Giving medication to someone who can't even come up with their own opinion about it is just wrong. Dare I say, this seems to fit into the pschiatric agenda to never have a plan b.

Just Me said...

I wonder how much these kids are limited. When I was a camp counselor we'd get kids who were so clearly overmedicated, along with kids who needed sleeping pills to counteract the Ritalin all day. Or their parents would send them to camp for their medication holiday and they'd be crazy for 2 weeks.

I am all for pharmacological treatment when all else fails, but there is no way that's true for a young child. I think delaying drug tx as long as possible probably is responsible for my own educational success that I am told is unusual. I was violently opposed to meds for many years after the disease started and I did not move into mood stabilizers until I had been very symptomatic for 7 years.

There's also the little fact that we know some of these meds can cause underlying disorders, like bipolar, to be worse. Doesn't seem worth the risk until no other options exists to me....

Stacy said...

I saw an article once where a 3 year old was already on risperdal and seroquel. That is scary!!

So many parents just want kids to be perfect little sheep, following the herd.
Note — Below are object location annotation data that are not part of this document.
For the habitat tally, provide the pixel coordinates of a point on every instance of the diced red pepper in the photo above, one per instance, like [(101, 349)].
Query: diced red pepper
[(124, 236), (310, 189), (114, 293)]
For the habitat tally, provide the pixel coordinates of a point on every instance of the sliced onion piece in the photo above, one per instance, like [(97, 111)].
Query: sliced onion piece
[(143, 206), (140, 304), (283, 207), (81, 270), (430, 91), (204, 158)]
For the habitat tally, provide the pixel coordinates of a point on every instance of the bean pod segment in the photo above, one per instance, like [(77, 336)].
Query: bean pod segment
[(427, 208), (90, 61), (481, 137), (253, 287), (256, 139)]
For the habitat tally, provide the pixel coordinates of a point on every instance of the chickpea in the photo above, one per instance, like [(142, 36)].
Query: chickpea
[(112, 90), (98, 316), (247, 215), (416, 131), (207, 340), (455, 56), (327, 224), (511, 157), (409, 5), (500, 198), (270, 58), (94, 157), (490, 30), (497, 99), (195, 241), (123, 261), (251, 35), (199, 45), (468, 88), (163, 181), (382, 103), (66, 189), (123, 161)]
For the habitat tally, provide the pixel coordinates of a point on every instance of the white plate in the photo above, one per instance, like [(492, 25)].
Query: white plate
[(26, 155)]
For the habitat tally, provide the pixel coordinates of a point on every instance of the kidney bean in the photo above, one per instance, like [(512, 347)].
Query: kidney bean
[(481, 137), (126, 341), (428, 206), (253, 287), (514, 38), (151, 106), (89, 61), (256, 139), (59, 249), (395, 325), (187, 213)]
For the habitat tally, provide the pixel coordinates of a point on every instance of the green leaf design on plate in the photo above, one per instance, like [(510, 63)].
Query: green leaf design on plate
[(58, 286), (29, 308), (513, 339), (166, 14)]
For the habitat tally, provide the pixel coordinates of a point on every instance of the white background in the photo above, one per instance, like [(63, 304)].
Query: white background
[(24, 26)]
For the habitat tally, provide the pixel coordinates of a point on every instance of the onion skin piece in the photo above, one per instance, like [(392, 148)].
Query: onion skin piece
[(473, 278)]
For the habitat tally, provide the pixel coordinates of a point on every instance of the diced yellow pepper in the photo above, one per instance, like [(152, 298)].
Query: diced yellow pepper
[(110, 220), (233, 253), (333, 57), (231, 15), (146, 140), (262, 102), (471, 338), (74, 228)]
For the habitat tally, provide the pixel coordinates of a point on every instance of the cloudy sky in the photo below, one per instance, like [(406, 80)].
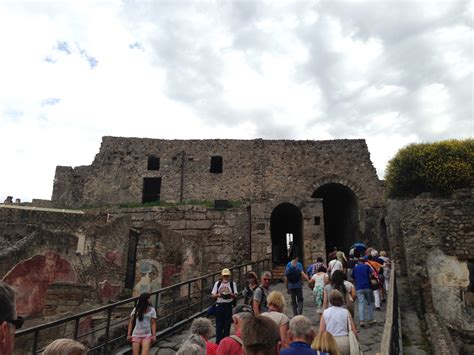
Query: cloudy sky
[(392, 72)]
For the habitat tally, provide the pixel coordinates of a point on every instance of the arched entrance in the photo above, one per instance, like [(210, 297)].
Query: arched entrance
[(286, 228), (341, 217)]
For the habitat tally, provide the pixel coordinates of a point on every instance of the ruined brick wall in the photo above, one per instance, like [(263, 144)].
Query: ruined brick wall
[(45, 247), (253, 171), (214, 238), (434, 240)]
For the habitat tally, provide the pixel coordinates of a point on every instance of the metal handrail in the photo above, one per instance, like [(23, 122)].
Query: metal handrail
[(170, 312), (391, 339)]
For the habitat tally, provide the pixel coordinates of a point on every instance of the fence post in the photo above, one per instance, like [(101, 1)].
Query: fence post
[(107, 330), (173, 317), (35, 341), (189, 300)]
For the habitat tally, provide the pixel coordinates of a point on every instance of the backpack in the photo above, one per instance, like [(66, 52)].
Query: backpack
[(234, 301), (293, 274), (237, 339), (311, 270)]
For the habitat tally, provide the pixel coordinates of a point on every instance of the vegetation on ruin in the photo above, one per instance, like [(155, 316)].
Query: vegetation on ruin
[(439, 167)]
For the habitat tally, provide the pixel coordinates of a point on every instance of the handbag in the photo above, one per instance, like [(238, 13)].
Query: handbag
[(374, 282), (211, 311), (354, 344)]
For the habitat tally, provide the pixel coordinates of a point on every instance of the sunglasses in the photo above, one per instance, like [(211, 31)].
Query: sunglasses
[(18, 322)]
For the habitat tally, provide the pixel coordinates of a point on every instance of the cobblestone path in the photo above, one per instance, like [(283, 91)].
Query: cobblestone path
[(369, 337)]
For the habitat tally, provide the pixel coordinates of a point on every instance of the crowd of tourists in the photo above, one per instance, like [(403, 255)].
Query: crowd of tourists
[(260, 324), (262, 327)]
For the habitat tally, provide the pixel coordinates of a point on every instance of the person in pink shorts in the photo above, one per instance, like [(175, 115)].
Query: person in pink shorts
[(142, 325)]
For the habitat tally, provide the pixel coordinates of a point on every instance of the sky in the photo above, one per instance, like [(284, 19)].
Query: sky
[(71, 72)]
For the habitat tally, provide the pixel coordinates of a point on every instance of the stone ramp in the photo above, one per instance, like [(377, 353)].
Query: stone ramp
[(370, 336)]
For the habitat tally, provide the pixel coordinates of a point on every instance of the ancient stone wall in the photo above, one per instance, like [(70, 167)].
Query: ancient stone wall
[(434, 239), (221, 238), (46, 247)]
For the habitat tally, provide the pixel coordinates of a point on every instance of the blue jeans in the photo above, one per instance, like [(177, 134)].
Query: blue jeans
[(223, 320), (365, 296)]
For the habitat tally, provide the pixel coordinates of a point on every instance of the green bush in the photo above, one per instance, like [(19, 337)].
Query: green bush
[(439, 167)]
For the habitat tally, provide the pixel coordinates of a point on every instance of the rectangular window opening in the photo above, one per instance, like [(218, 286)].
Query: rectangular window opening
[(216, 164), (153, 163)]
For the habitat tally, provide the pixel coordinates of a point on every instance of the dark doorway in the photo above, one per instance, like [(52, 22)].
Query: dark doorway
[(153, 163), (131, 259), (341, 220), (286, 228), (383, 239), (216, 164), (151, 189)]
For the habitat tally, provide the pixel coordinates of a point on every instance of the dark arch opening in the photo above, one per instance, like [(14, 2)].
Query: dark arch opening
[(286, 219), (341, 221)]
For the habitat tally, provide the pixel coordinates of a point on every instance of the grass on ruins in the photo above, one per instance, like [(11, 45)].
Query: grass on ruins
[(439, 168), (204, 203)]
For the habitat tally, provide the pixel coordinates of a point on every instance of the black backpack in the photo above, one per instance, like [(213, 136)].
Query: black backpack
[(234, 301), (293, 274)]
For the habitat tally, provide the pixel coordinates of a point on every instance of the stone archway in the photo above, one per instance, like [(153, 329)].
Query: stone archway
[(341, 216), (285, 219)]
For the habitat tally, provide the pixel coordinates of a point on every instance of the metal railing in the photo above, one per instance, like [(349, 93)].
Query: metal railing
[(104, 329), (392, 337)]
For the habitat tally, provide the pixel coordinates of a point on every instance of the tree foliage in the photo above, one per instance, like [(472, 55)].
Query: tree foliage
[(439, 167)]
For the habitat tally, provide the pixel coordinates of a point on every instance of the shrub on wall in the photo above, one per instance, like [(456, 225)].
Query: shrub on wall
[(439, 167)]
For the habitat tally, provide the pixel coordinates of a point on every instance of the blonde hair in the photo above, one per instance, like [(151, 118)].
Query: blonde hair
[(324, 341), (65, 347), (276, 298)]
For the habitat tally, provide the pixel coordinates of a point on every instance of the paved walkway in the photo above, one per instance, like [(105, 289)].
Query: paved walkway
[(370, 336)]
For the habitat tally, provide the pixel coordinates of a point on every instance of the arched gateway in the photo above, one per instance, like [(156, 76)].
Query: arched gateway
[(286, 228), (341, 216)]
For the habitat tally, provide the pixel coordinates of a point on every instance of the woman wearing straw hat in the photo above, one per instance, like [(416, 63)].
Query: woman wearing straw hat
[(224, 292)]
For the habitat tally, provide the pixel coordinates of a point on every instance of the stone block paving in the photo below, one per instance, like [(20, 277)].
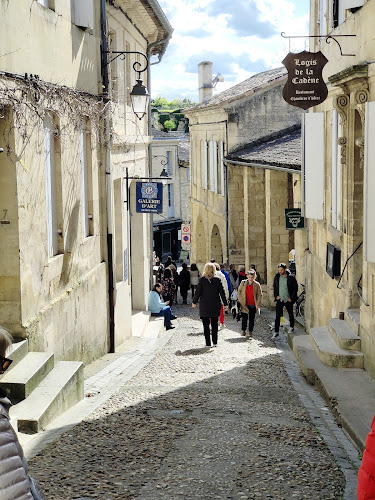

We didn't medicate Cody until he was 7 and then it was very slow and only because he was obviously suffering. I put up with alot, and would love for his behavior to improve, but will not medicate him for my convenience.


Stephany said...

I wrote something about this, and added a link to an article promoting NON med use in preschoolers, [yay] and guess what they use kitchen timers and plan the day giving kids necessary heads up to what's happening in the schedule, DUH. My article is my part 22 in my OCD>ADHD>Bipolar evolution series, there's a link to the non-med for preschoolers story.[teachers totally dx kids though they are not allowed by law, they do it, I work in the schools and its awful when a kid is on meds, [i know this from experience as a parent and a educational assistant]the first thing a teacher says when a kid is 'acting up' "did you take your meds?" I received many a phone call like that as a parent and then at my school from my daughter's school. It was ridiculous. Most of the time my answer was "yes she did take the meds, and THAT is the problem!"

Jon said...

bamagal - I agree with you that medication is used only after other options are exhausted.

OK - Plan B? Change the cocktail.

JustMe - great post. I agree with everything you said.

Stacy - that 3 year old died due to over-medication. I'll NEVER say that meds aren't necessary, but like you said to medicate out of convenience is criminal.

Stephany - like always, your thorough research and willingness to share your experience is appreciated.